A Novo Nordisk está a realizar os seus ensaios utilizando uma forma de comprimido diário de semaglutide, com resultados esperados já no outono de 2025. Uma forma oral já se encontra no mercado para a diabetes sob a marca Rybelsus.
Quando anunciou os estudos em 2020, o gigante dinamarquês dos medicamentos disse que planeava inscrever cerca de 3 700 pessoas com doença de Alzheimer precoce, com um período de tratamento principal de cerca de dois anos.
A empresa afirmou, numa apresentação posterior aos investidores, que a sua decisão de iniciar a fase três dos ensaios se baseava em dados que incluíam estudos de evidências do mundo real que mostravam um menor risco de demência entre as pessoas que tomavam medicamentos GLP-1, análises dos efeitos observados noutros ensaios clínicos e estudos em animais que mostravam que os medicamentos estavam associados a uma melhor função de memória, a uma redução da neuroinflamação e a efeitos anti-inflamatórios sistémicos.
No início deste mês, uma análise efectuada por investigadores da Universidade de Oxford aos registos de doentes dos EUA concluiu que o semaglutide estava associado a um menor risco de problemas cognitivos e de dependência da nicotina. O objetivo era avaliar se o medicamento poderia ter efeitos negativos no cérebro e, em vez disso, verificou-se o contrário.
No entanto, os medicamentos GLP-1 podem ter efeitos secundários, principalmente problemas gastrointestinais como náuseas e vómitos.
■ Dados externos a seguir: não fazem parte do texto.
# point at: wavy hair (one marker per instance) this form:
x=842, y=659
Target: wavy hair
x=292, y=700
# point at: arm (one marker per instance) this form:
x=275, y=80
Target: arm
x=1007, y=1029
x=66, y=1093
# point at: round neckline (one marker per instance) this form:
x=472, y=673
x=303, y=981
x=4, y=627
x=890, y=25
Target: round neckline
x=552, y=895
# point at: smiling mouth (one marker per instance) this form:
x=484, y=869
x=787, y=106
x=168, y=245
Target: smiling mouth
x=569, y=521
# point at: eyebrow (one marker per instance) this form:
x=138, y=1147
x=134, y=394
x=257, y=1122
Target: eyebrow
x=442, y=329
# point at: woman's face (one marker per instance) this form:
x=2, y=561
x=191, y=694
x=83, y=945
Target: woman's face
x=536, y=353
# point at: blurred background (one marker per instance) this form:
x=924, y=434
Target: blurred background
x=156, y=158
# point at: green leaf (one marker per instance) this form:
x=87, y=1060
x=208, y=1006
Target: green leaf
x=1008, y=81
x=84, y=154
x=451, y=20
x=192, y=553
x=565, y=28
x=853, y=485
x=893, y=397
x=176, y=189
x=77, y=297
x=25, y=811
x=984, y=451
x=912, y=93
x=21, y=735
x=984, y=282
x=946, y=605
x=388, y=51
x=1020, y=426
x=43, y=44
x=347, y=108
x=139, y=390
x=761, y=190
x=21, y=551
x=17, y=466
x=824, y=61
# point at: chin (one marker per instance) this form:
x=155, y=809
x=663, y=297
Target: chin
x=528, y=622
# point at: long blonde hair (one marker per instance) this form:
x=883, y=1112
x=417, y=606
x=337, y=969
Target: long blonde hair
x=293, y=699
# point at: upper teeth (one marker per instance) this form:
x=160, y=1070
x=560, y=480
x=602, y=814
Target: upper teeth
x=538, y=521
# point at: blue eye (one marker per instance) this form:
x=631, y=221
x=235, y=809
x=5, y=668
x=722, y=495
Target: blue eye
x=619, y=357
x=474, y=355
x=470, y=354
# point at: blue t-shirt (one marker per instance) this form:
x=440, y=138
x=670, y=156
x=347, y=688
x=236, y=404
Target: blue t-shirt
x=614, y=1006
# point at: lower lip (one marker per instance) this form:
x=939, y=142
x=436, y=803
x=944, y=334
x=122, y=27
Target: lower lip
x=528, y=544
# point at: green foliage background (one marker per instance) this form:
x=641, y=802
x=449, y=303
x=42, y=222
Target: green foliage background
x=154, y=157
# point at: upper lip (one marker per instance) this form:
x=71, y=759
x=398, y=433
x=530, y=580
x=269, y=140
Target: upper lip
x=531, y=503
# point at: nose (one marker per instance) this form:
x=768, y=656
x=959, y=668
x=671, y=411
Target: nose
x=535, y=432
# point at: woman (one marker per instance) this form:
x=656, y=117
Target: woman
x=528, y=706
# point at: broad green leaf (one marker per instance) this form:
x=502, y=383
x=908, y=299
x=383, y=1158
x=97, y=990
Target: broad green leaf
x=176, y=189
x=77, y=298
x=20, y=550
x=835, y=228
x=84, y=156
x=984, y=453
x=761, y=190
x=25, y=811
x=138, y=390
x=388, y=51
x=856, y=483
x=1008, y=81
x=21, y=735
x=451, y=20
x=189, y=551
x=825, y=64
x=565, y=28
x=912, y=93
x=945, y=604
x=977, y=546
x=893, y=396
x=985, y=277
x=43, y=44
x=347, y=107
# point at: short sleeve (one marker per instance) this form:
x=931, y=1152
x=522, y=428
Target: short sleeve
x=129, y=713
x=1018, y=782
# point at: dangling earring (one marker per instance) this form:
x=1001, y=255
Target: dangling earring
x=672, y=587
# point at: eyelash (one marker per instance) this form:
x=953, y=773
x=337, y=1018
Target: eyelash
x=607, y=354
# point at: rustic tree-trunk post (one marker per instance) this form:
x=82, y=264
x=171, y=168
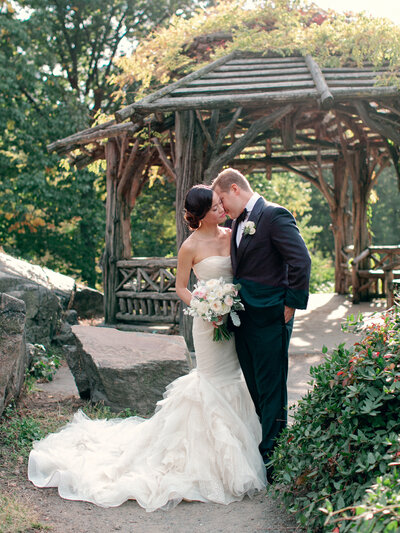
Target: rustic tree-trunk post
x=340, y=223
x=361, y=189
x=117, y=237
x=189, y=172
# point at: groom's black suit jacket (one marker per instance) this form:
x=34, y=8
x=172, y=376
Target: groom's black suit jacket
x=272, y=265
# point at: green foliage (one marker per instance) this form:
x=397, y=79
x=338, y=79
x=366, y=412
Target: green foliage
x=18, y=432
x=17, y=516
x=281, y=27
x=346, y=429
x=379, y=511
x=44, y=363
x=153, y=221
x=386, y=209
x=55, y=60
x=100, y=411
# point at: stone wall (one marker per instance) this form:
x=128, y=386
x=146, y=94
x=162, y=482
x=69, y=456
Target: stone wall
x=13, y=352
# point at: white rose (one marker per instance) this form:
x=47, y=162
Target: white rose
x=216, y=307
x=228, y=300
x=212, y=283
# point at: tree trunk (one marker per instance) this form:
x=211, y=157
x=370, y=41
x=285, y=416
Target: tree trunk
x=118, y=231
x=361, y=189
x=340, y=225
x=189, y=172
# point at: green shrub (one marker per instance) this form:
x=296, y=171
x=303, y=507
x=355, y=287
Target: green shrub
x=44, y=363
x=346, y=429
x=18, y=432
x=379, y=511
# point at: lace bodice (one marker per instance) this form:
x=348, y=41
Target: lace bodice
x=214, y=266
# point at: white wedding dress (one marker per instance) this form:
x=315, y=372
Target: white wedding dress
x=200, y=444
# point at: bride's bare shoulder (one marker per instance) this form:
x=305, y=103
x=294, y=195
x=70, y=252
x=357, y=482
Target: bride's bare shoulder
x=188, y=247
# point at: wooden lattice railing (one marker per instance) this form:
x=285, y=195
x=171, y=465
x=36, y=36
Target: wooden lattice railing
x=146, y=291
x=384, y=268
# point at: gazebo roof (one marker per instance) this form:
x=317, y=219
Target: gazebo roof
x=241, y=79
x=293, y=89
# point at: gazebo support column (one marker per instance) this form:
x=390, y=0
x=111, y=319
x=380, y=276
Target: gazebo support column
x=361, y=189
x=340, y=224
x=117, y=237
x=189, y=139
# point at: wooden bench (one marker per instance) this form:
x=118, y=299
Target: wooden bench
x=377, y=281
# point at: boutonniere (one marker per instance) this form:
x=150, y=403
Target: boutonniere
x=249, y=228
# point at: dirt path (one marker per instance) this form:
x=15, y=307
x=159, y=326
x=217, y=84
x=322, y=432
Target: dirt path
x=317, y=326
x=260, y=514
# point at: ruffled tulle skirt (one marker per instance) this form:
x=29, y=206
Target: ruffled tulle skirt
x=201, y=444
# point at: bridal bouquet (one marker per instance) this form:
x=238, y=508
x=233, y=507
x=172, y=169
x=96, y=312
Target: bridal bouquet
x=211, y=300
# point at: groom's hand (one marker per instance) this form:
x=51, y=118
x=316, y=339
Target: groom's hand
x=289, y=312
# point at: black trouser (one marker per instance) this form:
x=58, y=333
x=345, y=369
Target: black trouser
x=262, y=342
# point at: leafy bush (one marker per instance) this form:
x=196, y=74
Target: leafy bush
x=44, y=364
x=379, y=511
x=346, y=429
x=18, y=432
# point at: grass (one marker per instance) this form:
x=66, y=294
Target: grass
x=32, y=417
x=17, y=516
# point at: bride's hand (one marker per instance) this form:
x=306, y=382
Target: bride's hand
x=289, y=312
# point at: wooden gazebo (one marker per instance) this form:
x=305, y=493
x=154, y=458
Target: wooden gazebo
x=258, y=114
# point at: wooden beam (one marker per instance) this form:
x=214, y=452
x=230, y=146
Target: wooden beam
x=126, y=172
x=257, y=127
x=320, y=83
x=88, y=136
x=163, y=156
x=204, y=128
x=128, y=111
x=377, y=122
x=230, y=100
x=225, y=131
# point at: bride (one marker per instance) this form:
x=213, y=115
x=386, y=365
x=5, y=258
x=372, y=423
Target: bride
x=202, y=441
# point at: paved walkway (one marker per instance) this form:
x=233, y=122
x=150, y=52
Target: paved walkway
x=319, y=325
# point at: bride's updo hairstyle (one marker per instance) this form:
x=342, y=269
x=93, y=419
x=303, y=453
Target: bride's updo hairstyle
x=198, y=202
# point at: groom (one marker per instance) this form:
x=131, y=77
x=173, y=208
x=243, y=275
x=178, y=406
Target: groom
x=272, y=265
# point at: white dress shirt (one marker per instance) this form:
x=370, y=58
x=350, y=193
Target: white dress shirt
x=249, y=206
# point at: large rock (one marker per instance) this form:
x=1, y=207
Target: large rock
x=13, y=352
x=125, y=369
x=44, y=292
x=62, y=286
x=43, y=309
x=88, y=303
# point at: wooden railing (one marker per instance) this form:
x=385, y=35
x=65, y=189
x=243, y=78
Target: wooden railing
x=377, y=280
x=146, y=291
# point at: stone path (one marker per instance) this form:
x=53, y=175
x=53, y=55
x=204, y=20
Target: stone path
x=317, y=326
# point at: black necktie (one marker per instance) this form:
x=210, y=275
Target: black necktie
x=242, y=216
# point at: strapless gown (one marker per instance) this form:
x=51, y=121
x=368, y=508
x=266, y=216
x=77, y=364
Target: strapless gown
x=200, y=444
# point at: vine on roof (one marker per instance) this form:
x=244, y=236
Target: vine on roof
x=278, y=27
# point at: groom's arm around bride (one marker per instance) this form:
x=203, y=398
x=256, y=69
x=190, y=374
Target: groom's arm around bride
x=271, y=262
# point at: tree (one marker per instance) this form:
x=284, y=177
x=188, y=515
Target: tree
x=55, y=61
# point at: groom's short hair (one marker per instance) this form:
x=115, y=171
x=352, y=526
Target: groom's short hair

No ensaio do liraglutide na doença de Alzheimer, estes efeitos foram os mais comuns.
O estudo recebeu algum financiamento da Novo Nordisk, para além da Alzheimer’s Society UK e outros.
Embora seja necessário mais trabalho para provar que os medicamentos GLP-1 podem ajudar as pessoas com Alzheimer, Carrillo anunciou o potencial para os medicamentos serem utilizados não só isoladamente, mas eventualmente em combinação com medicamentos recentemente aprovados que eliminam a acumulação de placas amilóides no cérebro.
“Há muita esperança, não só num ensaio positivo com semaglutide, mas também na capacidade de o combinar com um anticorpo monoclonal aprovado atualmente pela FDA”, disse.